The Best Cornmeal for Polenta

Here's what to look for when shopping for polenta.

In the supermarket, cornmeal can be labeled anything from yellow grits to corn semolina. Forget the names. When shopping for the right product to make polenta, there are three things to consider: “instant” or “quick-cooking” versus the traditional style, degerminated or full-grain meal, and grind size. Instant and quick-cooking ¬cornmeals are parcooked and comparatively bland—leave them on the shelf. Though we loved the full-corn flavor of whole-grain cornmeal, it remains slightly gritty no matter how long you cook it. We prefer degerminated cornmeal, in which the hard hull and germ are removed from each kernel (check the back label or ingredient list to see if your cornmeal is degerminated; if it’s not explicitly labeled as such, you can assume it’s whole-grain).
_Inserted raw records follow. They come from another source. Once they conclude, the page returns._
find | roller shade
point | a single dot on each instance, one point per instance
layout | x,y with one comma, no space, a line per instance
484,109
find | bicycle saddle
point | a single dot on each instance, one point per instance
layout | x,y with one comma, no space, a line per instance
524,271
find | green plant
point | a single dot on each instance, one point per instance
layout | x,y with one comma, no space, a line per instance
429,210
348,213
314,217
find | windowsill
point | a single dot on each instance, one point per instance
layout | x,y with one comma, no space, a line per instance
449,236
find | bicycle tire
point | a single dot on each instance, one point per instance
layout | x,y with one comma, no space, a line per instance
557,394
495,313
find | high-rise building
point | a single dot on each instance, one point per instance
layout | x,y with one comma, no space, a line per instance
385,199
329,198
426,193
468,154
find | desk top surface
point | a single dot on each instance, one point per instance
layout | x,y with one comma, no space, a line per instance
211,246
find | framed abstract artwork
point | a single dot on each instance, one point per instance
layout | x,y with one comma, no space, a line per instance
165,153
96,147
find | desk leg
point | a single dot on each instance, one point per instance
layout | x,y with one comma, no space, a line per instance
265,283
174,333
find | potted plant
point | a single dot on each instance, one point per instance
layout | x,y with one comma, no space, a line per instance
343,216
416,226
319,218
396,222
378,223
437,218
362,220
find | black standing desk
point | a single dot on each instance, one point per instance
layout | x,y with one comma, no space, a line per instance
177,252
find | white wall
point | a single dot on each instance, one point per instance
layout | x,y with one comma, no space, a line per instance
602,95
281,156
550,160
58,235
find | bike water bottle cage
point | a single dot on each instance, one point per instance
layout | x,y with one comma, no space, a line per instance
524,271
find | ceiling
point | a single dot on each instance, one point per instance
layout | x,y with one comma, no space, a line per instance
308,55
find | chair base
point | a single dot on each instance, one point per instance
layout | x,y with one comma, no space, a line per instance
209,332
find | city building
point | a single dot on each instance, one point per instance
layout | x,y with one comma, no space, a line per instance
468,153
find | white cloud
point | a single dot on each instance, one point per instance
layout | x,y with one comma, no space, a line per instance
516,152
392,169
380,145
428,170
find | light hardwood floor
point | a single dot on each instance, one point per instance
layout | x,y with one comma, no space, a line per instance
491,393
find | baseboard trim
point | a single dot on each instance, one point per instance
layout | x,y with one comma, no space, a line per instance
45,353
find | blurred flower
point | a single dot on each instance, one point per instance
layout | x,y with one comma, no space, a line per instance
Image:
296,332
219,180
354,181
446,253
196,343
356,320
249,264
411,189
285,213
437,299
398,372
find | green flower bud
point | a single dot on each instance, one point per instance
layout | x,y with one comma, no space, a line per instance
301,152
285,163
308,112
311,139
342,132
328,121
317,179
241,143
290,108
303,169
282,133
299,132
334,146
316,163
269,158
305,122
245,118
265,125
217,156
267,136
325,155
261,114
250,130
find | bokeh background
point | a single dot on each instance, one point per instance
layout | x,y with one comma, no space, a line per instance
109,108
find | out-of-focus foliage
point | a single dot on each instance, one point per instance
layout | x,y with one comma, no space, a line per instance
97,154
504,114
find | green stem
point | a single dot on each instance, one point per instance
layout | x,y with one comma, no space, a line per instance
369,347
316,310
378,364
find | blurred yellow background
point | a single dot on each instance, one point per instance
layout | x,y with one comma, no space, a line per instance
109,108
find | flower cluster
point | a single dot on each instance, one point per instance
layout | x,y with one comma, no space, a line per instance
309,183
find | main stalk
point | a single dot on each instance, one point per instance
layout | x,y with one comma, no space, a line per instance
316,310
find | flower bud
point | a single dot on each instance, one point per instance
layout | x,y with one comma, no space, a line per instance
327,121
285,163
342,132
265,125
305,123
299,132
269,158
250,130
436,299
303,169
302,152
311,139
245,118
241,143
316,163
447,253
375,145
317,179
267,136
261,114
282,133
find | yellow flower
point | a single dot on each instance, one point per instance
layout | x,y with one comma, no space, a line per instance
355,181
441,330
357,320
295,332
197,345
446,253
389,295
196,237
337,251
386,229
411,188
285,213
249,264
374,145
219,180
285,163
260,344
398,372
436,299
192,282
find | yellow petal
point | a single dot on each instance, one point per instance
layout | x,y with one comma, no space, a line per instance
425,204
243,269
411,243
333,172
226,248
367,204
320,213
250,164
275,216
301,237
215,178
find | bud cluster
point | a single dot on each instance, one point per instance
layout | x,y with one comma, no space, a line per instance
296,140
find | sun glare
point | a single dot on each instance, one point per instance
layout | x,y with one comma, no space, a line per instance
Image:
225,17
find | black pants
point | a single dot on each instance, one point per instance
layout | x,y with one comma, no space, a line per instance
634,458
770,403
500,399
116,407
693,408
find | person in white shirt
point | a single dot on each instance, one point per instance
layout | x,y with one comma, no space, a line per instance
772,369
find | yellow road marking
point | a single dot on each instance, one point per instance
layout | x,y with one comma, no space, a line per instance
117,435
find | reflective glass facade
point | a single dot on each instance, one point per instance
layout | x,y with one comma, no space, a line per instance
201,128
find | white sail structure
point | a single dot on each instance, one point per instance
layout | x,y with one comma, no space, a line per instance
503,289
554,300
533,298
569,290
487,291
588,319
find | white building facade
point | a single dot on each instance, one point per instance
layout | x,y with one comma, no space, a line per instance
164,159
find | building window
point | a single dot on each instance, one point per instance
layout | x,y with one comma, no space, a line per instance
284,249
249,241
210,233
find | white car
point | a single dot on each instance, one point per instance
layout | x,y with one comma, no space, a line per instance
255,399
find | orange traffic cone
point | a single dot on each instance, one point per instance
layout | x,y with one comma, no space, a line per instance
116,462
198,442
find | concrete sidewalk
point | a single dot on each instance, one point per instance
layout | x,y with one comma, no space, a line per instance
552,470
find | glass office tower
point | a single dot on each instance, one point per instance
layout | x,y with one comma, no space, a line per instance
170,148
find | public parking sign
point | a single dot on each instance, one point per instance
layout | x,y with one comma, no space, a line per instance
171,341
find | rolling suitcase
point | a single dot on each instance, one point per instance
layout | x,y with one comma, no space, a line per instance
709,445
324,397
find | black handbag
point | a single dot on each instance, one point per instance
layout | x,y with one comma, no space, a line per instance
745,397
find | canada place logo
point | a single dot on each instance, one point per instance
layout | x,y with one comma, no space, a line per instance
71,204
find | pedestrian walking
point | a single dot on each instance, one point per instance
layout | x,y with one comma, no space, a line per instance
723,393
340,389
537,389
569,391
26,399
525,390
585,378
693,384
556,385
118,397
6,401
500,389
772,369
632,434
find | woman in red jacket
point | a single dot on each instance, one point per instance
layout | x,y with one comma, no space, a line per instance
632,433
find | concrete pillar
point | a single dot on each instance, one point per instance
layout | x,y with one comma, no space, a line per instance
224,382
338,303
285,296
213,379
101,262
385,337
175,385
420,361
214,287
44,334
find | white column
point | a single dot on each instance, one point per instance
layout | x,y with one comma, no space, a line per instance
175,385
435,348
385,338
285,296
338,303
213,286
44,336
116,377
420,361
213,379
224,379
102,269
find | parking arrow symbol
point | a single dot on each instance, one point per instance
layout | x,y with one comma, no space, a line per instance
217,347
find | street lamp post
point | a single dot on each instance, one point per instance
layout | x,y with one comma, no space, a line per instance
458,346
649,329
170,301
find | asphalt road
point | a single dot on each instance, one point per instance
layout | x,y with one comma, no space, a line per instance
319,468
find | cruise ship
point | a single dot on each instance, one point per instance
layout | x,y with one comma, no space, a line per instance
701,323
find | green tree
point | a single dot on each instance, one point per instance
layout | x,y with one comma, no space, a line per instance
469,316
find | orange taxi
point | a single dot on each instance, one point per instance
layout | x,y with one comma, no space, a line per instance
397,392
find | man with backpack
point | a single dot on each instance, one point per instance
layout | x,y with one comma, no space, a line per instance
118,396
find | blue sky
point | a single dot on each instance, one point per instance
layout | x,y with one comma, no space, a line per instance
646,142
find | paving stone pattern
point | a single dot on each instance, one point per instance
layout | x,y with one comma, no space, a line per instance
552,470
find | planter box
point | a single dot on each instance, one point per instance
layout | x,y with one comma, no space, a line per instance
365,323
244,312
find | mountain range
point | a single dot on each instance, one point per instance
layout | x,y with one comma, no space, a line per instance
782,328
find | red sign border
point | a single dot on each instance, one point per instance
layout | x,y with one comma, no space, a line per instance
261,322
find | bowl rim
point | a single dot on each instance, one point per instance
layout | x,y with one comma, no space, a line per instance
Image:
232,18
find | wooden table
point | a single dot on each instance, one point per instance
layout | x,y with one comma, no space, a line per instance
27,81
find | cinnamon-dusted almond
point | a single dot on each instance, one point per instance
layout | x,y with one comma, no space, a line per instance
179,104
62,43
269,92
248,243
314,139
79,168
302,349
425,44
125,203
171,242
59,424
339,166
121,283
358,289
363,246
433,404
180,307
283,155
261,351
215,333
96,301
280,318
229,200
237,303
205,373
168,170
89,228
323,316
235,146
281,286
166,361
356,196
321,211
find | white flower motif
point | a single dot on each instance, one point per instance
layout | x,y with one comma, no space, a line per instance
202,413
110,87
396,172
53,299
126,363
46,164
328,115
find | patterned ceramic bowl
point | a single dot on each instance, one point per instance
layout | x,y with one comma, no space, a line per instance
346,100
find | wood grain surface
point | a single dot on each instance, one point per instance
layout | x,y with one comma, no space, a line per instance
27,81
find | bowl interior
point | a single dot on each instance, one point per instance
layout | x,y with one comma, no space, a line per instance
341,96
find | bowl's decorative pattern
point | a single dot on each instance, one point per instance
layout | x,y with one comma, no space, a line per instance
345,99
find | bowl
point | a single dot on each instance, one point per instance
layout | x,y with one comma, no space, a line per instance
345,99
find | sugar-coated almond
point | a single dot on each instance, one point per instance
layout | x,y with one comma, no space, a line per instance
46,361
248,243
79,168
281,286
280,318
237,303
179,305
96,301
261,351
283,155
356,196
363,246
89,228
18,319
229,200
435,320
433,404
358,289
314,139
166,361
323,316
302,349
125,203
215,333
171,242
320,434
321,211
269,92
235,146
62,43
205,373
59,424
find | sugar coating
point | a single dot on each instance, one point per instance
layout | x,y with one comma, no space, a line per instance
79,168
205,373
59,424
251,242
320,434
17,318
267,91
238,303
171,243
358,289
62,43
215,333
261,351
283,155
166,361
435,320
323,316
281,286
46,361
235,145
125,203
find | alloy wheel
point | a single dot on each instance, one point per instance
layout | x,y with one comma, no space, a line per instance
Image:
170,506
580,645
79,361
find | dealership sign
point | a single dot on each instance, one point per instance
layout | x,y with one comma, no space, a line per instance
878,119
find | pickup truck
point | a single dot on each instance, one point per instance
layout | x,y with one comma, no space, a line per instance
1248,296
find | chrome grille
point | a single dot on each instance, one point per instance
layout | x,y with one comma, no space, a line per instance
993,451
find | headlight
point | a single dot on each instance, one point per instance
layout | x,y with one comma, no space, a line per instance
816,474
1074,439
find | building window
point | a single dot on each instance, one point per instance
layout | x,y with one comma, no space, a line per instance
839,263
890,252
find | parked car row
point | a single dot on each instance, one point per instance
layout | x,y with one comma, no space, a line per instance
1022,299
As for grind, we found coarser grains brought the most desirable and pillowy texture to our Creamy Polenta (see related recipe). However, grind coarseness can vary dramatically from brand to brand since there are no standards to ensure consistency: One manufacturer’s “coarse” may be another’s “fine.” Here’s how to identify the optimal coarsely ground texture.

TOO FINE The super-fine grains of quick-cooking cornmeal speed the cooking process but lack corn flavor.

STILL TOO FINE Regular cornmeal (such as Quaker) has a similarly sandlike texture that also cooks up gluey.

JUST RIGHT A coarser cut, about the size of couscous, retains a soft but hearty texture after cooking.